How to min-max normalize ATAC-seq signal tracks for use with maxATAC

In order to use your own input data with maxATAC you must perform several signal conversion steps as described in the wiki page for ATAC-seq data processing. The last step is using maxatac normalize to min-max normalize all values between 0 and 1 based on the 99th percentile max value. This tutorial only describes the min-max normalization step.

Processing Data for maxATAC:

  1. Retrieve data and align to reference genome
  2. Filter alignments and QC
  3. Shift reads and find cut sites
  4. Window Tn5 cut sites
  5. Generate Tn5 counts normalized by sequencing depth
  6. Min-max normalize the signal tracks between 0 and 1 using the 99th percentile as the max value.

Command:

maxatac normalize -i IMR-90_all_chrom.bw -n IMR-90_minmax01_percentile99

Output:

                             _______       _____ 
                          /\|__   __|/\   / ____|
 _ __ ___   __ ___  __   /  \  | |  /  \ | |     
| '_ ` _ \ / _` \ \/ /  / /\ \ | | / /\ \| |     
| | | | | | (_| |>  <  / ____ \| |/ ____ \ |____ 
|_| |_| |_|\__,_/_/\_\/_/    \_\_/_/    \_\_____|
                                                 
                                                 

[2022-08-03 20:20:24,435]
Normalization
  Input bigwig file: IMR-90_all_chrom.bw
  Output filename: IMR-90_minmax01_percentile99.bw
  Output directory: /normalize_output/
  Using min-max normalization
[2022-08-03 20:20:24,438]
Calculating stats per chromosome
[2022-08-03 20:20:24,438]
Calculating statistics for chr1
[2022-08-03 20:20:47,539]
Calculating statistics for chr2
[2022-08-03 20:21:10,937]

...

Calculating statistics for chr22
[2022-08-03 20:28:29,610]
Calculating genome-wide statistics.
[2022-08-03 20:31:19,319]
Sample Statistics
  Genomic minimum value: 0.0
  Genomic max value: 8.459489822387695
  Genomic median (non-zero): 0.231856
  Genomic mean: 0.69545513
  Genomic standard deviation: 2.2569547
[2022-08-03 20:31:19,321]
Normalize and Write BigWig file
[2022-08-03 20:49:22,092]
Total normilization time: 0:28:57.

[2022-08-03 20:49:22,093]
Results saved to: /normalize_output

Analyzing the results

The output of the maxatac normalize function is:

  1. The normalized .bw file
  2. A file of chromosome level statistics
  3. A file of genome-wide statistics
Normalized signal tracks

The output .bw file can be directly used by maxATAC and visualized with IGV. The screenshot below shows the comparison of the original signal track compared to the min-max normalized signal track. Notice that the shape of the distributions is the same. However, the absolute values that are shown in the top left of the signal tracks show the raw signal (blue) has a max value around 9. The min-max normalized signal (red) shows that the max value is around 1.

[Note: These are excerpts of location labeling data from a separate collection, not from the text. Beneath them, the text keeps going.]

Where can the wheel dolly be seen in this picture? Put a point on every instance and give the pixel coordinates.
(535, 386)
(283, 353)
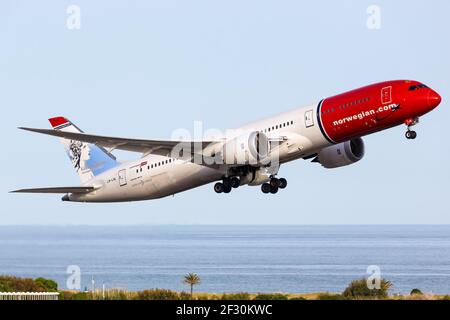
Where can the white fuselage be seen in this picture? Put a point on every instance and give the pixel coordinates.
(154, 176)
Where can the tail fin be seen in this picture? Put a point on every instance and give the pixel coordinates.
(89, 160)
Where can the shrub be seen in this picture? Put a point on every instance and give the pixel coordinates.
(236, 296)
(47, 284)
(415, 291)
(330, 296)
(271, 296)
(157, 294)
(15, 284)
(185, 296)
(358, 288)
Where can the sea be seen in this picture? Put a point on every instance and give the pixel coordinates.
(231, 258)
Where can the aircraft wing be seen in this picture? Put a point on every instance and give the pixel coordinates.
(56, 190)
(161, 147)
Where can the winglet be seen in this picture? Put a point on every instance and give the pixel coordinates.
(58, 121)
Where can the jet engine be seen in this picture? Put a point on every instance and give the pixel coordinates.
(247, 149)
(341, 154)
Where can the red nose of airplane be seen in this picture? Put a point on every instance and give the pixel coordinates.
(434, 99)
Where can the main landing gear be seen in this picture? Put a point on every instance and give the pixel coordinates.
(227, 184)
(410, 134)
(274, 185)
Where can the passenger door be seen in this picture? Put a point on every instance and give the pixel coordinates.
(122, 177)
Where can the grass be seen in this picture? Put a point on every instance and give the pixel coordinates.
(163, 294)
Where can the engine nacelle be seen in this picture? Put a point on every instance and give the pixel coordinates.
(247, 149)
(341, 154)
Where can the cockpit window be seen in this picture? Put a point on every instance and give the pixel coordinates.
(416, 87)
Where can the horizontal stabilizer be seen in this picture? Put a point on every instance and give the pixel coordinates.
(161, 147)
(57, 190)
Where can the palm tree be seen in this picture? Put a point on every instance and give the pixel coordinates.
(191, 279)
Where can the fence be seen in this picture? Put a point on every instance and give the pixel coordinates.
(29, 295)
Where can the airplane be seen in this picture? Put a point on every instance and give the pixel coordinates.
(327, 132)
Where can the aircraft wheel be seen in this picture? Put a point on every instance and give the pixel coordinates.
(226, 182)
(219, 187)
(274, 182)
(273, 190)
(226, 189)
(265, 188)
(283, 183)
(410, 134)
(235, 182)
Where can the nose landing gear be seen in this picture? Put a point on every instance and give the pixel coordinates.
(274, 185)
(227, 185)
(410, 134)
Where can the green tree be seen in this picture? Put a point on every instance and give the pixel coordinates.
(191, 279)
(359, 288)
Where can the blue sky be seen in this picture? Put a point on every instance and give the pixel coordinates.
(145, 68)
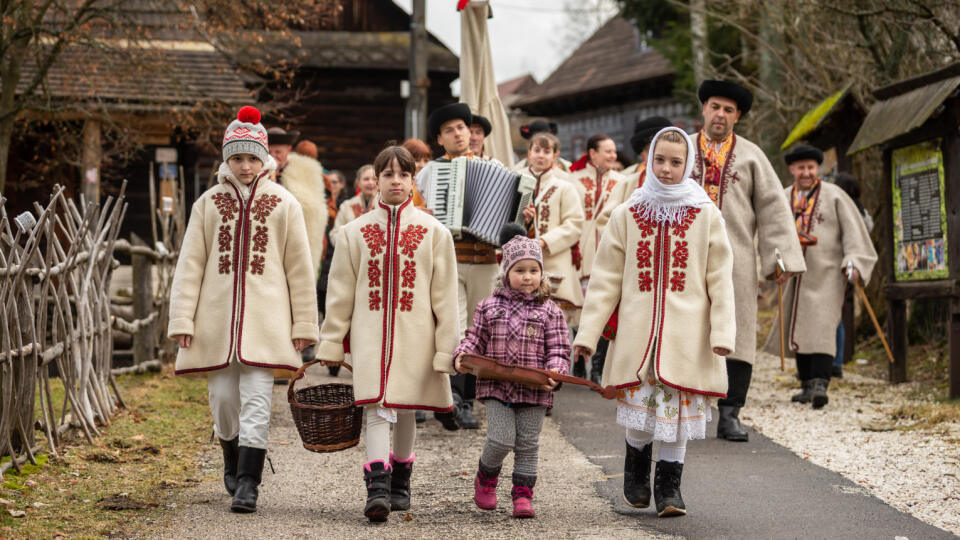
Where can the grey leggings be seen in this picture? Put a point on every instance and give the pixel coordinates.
(513, 428)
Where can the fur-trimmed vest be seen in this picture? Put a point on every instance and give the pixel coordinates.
(244, 286)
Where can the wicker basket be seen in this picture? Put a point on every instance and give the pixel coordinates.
(325, 415)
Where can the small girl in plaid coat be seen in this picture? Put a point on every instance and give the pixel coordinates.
(517, 325)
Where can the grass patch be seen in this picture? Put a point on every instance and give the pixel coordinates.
(148, 450)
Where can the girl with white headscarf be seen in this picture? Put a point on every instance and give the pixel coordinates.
(665, 260)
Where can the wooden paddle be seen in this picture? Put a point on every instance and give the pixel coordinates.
(488, 368)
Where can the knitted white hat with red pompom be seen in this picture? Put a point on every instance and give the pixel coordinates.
(246, 135)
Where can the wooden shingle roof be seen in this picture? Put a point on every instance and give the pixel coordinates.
(613, 57)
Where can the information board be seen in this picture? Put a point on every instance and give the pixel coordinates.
(919, 213)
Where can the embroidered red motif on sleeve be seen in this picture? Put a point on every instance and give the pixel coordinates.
(677, 281)
(375, 238)
(226, 205)
(645, 281)
(410, 239)
(263, 206)
(256, 264)
(680, 254)
(260, 239)
(680, 229)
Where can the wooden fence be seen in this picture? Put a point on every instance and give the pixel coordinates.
(56, 265)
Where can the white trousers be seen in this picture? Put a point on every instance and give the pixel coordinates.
(377, 436)
(475, 282)
(240, 397)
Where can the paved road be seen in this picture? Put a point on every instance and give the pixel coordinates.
(734, 490)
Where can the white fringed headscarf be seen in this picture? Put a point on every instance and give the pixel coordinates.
(660, 202)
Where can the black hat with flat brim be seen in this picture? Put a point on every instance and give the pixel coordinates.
(801, 152)
(644, 131)
(277, 135)
(537, 126)
(730, 90)
(484, 123)
(447, 113)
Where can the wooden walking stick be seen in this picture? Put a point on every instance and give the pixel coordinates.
(866, 304)
(780, 270)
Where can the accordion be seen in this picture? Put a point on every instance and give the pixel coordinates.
(478, 197)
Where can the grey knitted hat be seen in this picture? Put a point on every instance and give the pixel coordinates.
(246, 135)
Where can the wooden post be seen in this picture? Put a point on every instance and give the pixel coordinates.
(91, 160)
(897, 317)
(143, 340)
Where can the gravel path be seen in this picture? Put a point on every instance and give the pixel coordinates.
(916, 471)
(315, 495)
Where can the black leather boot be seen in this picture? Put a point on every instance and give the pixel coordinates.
(804, 395)
(377, 478)
(666, 489)
(467, 419)
(636, 476)
(728, 426)
(249, 475)
(818, 392)
(400, 483)
(231, 454)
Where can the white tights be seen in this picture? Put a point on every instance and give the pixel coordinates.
(377, 436)
(669, 451)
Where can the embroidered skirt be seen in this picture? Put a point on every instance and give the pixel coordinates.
(667, 413)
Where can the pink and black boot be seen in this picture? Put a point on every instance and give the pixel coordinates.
(376, 476)
(522, 495)
(485, 487)
(400, 482)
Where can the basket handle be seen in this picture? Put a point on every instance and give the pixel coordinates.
(291, 396)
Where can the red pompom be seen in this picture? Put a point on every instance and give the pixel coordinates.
(249, 115)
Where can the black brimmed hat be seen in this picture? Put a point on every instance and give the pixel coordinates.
(644, 131)
(446, 113)
(279, 135)
(484, 123)
(537, 126)
(803, 151)
(730, 90)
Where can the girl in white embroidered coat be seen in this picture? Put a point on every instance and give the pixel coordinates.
(393, 287)
(666, 259)
(243, 300)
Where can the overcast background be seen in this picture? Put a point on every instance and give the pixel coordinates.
(526, 36)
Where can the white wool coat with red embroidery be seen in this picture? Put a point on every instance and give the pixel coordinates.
(753, 206)
(350, 210)
(244, 284)
(813, 301)
(558, 223)
(675, 291)
(393, 293)
(596, 196)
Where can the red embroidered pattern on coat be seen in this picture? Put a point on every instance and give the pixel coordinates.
(263, 206)
(257, 264)
(680, 229)
(226, 205)
(375, 238)
(677, 281)
(406, 301)
(409, 274)
(680, 254)
(260, 239)
(410, 239)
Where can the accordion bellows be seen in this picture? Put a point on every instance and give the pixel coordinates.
(478, 197)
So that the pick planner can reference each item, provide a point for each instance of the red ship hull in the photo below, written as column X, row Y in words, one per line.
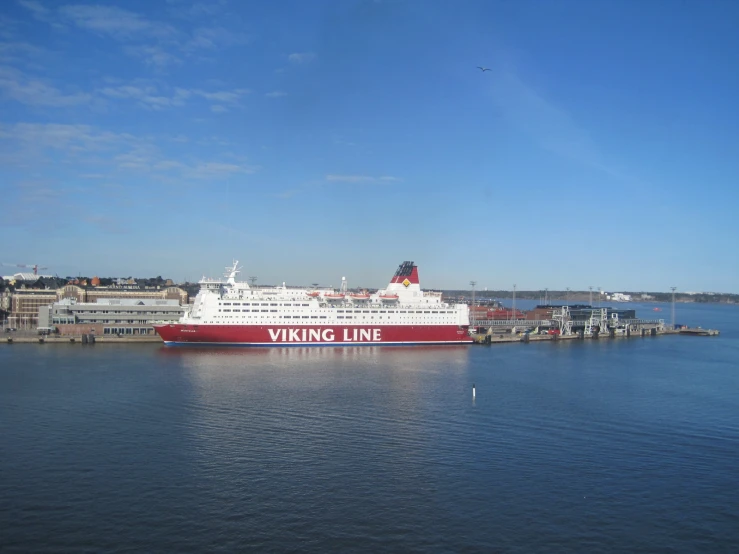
column 331, row 335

The values are a bit over 1, because we chose to normalize to the 99th percentile max value without clipping. This means that any value above the 99th percentile value will be over 1. You can adjust this parameter with the -clip flag.

maxatac normalize IGV

Chromosome level statistics

The chromosome level statistics provide the max Tn5 cut site count per chromosome. This example shows that the signal across all chromosomes is about the same, hovering around 100.

maxatac normalize counts

Genome level statistics

The genome level statistics file provides an overall summary of the signal across the bigwig.

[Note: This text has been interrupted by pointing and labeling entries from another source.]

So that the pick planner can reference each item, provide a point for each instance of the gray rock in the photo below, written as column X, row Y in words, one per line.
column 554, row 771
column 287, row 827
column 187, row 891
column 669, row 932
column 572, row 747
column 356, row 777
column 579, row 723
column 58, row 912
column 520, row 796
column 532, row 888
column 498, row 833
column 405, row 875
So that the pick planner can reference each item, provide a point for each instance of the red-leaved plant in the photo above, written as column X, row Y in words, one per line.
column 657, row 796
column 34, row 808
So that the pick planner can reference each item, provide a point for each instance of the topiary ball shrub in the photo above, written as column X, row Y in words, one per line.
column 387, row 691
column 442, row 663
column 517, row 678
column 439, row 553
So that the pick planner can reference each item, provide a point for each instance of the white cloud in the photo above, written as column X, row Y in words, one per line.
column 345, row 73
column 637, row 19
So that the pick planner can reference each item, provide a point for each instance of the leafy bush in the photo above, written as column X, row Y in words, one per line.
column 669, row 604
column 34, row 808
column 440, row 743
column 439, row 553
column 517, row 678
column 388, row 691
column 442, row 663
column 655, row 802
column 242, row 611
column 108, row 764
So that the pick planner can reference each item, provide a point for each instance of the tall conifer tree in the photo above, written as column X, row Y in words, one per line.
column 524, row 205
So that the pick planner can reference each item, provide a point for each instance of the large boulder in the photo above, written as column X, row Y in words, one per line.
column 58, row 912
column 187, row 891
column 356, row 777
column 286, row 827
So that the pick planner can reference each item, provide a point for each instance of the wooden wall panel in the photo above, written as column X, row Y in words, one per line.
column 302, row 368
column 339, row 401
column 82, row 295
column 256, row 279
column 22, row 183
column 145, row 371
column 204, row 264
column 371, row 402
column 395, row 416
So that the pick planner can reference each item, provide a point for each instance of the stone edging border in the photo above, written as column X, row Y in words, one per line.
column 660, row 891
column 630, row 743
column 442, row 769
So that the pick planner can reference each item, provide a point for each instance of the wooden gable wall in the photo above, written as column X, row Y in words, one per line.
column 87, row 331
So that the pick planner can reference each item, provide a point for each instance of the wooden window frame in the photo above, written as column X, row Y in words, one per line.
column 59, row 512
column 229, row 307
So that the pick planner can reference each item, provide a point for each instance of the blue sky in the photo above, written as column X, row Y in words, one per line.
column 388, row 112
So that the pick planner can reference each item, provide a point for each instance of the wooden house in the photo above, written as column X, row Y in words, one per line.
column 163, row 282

Genomic minimum value: 0.0
Genomic max value: 8.459489822387695
Genomic median (non-zero): 0.231856
Genomic mean: 0.69545513
Genomic standard deviation: 2.2569547

Tests

There is currently one test for maxatac normalize. The test will normalize the bigwig file that was produced from the maxatac average test.

Inputs

The inputs are located in the /data/average directory of maxatac.

  • IMR-90_all_chrom.bw

Test description

  • test_normalization(): Tests whether a .bw file can be min-max normalized to the 99th percentile max value. This will run the entire normalization code for the whole file.